Justification for classification or non-classification

The classification and labelling for methylamine is perfomed according to the decision logic on classification and labelling presented in the Guidance on the Application of Regulation (EC) 1272/2008 (section 3.1.2.6.).

Acute toxicity: oral

LD50 of 698 mg/kg bw established in the acute oral toxicity study in rat (BASF, 1982) indicates that aqueous methylamine should be classified in the acute toxicity Category 4: H302: Harmful if swallowed.

Acute toxicity:dermal

MMA is classified as corrosive to skin. Thus, the local effects prevail the systemic effects and therefore the classification and labelling is not required for acute dermal toxicity.

Acute toxicity:inhalation

There are several acute inhalation studies available for methylamine. The described above studies meet general scientific principles and well-documented. The LC50 values are correctly calculated according to known statistical methods. The more recent study conducted by International Developed Research Corporation in 1992 is taken as key study, in which the study design is similar to the approach outlined in the draft OECD guideline 433. This guideline is a revision of the existing OECD guideline 403 and its principle is the Fixed Concentration Procedure (FCP). According to this method animals shold be exposed to moderately toxic fixed concentrations in a stepwise procedure and for a short period of time especially if substance cause marked pain and distress due to its corrosivity.

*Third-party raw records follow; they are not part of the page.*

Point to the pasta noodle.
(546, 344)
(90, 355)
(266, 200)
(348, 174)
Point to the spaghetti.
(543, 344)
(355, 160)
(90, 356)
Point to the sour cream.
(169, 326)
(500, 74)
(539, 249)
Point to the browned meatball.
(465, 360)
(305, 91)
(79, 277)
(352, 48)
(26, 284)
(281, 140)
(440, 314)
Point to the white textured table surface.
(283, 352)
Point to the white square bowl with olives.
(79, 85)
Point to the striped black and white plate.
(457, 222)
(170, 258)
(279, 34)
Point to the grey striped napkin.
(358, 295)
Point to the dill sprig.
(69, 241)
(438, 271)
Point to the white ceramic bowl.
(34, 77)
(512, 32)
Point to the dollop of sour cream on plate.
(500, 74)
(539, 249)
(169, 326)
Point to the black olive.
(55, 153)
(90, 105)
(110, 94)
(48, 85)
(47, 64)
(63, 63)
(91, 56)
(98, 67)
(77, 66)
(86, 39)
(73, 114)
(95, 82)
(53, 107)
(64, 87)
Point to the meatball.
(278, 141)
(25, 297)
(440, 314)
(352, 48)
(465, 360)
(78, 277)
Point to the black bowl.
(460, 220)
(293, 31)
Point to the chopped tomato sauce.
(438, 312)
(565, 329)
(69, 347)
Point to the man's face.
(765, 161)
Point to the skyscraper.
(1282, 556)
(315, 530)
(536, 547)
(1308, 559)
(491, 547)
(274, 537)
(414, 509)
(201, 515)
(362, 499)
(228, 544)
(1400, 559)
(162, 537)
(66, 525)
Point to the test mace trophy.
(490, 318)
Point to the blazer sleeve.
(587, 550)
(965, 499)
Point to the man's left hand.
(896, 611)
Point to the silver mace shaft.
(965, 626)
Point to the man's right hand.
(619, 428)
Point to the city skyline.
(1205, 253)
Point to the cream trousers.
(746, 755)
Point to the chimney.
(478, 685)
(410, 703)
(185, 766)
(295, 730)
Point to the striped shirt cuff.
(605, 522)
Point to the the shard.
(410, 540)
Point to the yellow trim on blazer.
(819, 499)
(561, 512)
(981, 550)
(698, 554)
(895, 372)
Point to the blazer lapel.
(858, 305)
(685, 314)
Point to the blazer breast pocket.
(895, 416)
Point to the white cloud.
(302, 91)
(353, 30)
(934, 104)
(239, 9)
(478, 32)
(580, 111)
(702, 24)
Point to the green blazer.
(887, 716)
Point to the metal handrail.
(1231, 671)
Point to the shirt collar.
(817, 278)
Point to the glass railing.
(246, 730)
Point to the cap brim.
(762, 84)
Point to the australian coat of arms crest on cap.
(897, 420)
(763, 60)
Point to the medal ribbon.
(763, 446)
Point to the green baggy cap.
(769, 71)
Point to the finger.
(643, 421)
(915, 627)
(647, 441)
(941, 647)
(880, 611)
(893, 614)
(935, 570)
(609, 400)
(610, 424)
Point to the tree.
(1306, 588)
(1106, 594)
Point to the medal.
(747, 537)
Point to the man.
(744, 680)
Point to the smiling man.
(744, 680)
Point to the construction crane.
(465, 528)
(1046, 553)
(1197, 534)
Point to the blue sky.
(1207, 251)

As evident from all acute inhalation and irritation studies, monomethylamine caused eye, nose and throat irritation if inhaled. The severe irritation effects in treated animals appeared already after 3 min of inhalation. When animals were exposed to gas of MMA during 6, 20 and 60 minutes pharmacotoxic signs noted in test animals were similar at all tree exposure times. It is therefore evident that a longer exposure to MMA will not deliver new effects or clinical signs. Thus, a shorter than 4 -hour exposure period to this substance is certainly more appropriate to derive an acute LC50 value. Suprisingly, the LC50 of 9.2 mg/L (7110 ppm) for 1 -hour exposure in this study is the same value calculated in the old inhalation study with MMA (BASF, 1983). For the purpose of classification and labelling, such a short-term (1 -hour) LC50 value should be divided by 2 and then can serve as key value (Guidance on the Application of Regulation (EC) No. 1272/2008). In case of gaseous MMA, 1-hour LC50 of 7110 ppm/2 = 3555 ppm indicates the classification into the Category 4: H332: Harmfull if inhaled.